11. Negotiate with the financial aid office
When you get your aid letter, it’s not necessarily a “take it or leave it” proposition. You can let the school know if other schools offered you a better deal, and urge them to take another look.
If you haven’t already written a letter about special circumstances, now is the time to do that. Finally, if the year reported on the FAFSA was an unusually good year financially for your family — your mother got a huge bonus, for example, or your parents sold an investment property — you can provide previous and subsequent tax returns to support your case, Sipos advises.
12. Join the military or a public service program
Two members of my family became the first in their respective lines to go to college, thanks to the GI Bill, a program that helps service members and veterans cover education costs.
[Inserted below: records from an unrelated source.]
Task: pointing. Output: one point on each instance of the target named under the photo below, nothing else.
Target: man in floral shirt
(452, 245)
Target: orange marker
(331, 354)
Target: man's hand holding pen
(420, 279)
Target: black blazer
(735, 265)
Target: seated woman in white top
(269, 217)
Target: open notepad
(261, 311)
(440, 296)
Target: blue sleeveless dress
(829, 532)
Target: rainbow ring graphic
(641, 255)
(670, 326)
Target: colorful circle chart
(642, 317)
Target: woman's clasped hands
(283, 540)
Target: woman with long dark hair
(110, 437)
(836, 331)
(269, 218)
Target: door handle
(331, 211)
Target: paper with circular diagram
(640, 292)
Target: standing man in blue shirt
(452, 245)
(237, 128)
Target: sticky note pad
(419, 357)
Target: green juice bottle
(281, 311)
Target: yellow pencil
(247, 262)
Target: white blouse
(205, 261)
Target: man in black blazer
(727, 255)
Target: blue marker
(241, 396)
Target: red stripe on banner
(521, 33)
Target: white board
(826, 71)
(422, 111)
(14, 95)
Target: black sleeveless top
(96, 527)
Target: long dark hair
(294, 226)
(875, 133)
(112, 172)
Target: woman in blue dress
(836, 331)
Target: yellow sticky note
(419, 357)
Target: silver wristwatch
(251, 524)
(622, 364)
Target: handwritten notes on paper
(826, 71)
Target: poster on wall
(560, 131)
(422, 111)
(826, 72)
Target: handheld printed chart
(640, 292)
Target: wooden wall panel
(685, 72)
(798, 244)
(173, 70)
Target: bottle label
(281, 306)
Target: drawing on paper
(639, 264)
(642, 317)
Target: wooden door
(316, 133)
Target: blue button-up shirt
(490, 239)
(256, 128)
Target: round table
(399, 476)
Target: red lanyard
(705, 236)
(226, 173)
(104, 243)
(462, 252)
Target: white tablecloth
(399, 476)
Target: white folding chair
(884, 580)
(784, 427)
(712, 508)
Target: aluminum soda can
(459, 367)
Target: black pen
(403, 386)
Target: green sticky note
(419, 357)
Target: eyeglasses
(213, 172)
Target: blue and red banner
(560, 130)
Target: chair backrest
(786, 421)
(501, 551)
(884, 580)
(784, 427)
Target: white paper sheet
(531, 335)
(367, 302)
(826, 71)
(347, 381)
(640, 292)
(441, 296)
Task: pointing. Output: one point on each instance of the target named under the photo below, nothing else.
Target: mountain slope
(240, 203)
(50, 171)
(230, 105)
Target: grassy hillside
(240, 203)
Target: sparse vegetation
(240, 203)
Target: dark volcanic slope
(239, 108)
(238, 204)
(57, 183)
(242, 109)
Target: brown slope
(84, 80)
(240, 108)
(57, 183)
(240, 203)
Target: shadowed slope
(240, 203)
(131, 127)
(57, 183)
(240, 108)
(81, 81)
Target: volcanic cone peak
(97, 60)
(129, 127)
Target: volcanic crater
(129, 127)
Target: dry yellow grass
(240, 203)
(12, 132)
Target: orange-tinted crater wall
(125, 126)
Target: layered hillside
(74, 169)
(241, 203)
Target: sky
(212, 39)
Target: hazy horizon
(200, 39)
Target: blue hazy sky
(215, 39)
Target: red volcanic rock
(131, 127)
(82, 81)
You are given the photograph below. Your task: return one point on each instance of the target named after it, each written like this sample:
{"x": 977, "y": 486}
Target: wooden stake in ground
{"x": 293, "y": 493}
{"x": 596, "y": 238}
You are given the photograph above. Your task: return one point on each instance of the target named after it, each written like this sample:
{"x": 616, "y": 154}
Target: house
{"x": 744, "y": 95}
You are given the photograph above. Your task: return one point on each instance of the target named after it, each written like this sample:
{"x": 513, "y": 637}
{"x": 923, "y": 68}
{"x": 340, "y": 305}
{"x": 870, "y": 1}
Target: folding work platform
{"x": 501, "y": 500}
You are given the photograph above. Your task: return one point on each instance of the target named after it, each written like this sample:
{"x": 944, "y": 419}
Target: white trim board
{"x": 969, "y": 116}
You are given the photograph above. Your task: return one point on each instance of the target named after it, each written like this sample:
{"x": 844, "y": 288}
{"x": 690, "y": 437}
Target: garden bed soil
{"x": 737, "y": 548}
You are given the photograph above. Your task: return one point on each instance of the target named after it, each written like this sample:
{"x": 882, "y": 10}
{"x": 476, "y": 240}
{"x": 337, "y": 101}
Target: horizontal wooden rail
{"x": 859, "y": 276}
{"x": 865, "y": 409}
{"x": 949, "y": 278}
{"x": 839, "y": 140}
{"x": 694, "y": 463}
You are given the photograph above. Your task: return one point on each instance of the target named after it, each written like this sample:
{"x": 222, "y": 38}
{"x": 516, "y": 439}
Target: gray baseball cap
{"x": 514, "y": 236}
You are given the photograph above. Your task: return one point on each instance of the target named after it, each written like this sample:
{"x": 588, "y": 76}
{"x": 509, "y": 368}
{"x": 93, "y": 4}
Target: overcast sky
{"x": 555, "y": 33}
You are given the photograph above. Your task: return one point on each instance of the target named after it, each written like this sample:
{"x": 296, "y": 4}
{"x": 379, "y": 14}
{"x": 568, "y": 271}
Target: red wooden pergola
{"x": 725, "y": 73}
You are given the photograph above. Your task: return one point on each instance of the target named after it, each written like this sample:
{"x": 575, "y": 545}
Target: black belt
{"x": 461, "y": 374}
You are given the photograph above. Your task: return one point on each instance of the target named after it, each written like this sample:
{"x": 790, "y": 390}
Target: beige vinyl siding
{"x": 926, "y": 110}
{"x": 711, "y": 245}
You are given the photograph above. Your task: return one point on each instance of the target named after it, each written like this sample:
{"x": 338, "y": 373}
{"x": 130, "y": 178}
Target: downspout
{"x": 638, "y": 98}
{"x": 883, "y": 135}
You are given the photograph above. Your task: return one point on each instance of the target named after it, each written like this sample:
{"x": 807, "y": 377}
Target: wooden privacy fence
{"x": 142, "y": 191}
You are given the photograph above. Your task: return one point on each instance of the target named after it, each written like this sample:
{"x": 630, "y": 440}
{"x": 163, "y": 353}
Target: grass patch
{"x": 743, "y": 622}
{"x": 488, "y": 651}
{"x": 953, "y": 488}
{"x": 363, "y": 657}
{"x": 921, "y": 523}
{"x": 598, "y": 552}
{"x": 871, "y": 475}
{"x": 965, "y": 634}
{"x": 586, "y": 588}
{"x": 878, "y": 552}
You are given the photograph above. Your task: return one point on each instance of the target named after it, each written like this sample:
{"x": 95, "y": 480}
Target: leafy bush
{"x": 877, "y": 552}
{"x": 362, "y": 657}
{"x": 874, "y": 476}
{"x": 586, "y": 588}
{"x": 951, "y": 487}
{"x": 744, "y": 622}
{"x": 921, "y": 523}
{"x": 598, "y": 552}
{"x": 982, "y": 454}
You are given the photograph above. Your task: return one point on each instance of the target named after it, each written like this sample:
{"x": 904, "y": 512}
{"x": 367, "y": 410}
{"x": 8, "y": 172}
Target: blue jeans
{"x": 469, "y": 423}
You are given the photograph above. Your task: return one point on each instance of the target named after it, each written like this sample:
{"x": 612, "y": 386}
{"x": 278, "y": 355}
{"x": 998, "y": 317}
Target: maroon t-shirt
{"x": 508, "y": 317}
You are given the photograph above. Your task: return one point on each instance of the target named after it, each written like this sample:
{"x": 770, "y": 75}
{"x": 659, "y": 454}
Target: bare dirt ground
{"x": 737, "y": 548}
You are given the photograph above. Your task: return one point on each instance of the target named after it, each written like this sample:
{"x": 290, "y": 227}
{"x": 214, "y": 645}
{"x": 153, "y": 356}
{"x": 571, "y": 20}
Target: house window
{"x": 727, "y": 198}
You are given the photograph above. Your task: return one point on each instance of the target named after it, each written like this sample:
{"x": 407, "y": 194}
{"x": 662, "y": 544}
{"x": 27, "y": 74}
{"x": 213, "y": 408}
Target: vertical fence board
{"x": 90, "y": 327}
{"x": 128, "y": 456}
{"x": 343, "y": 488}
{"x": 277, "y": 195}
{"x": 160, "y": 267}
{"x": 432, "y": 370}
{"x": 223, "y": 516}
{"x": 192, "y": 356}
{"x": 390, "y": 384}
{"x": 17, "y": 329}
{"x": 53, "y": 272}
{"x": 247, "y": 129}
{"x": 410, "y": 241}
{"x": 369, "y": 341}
That’s just one of the college benefits available to veterans and service members. It’s worth looking into.
Outside of the military, AmeriCorps, Teach for America, the Peace Corps, and the Public Service Loan Forgiveness program are all avenues for paying off student loans or financing college.
Some people might look at the above tactics as gaming the system. It’s certainly possible to pass beyond optimizing into the shady territory of trying to hide income and assets.
“I lose my patience with people who are affluent — and they want to hide that affluence? Come on,” Stack says.
While it’s up to the individual to decide which legal financial aid optimization tactics are appropriate, reputable college financial planners see no problem in making a financial plan that maximizes the chance of getting aid.
“You’re just following the rules,” Orsolini says “It’s no different from putting money in a 401(k) to minimize your tax burden.”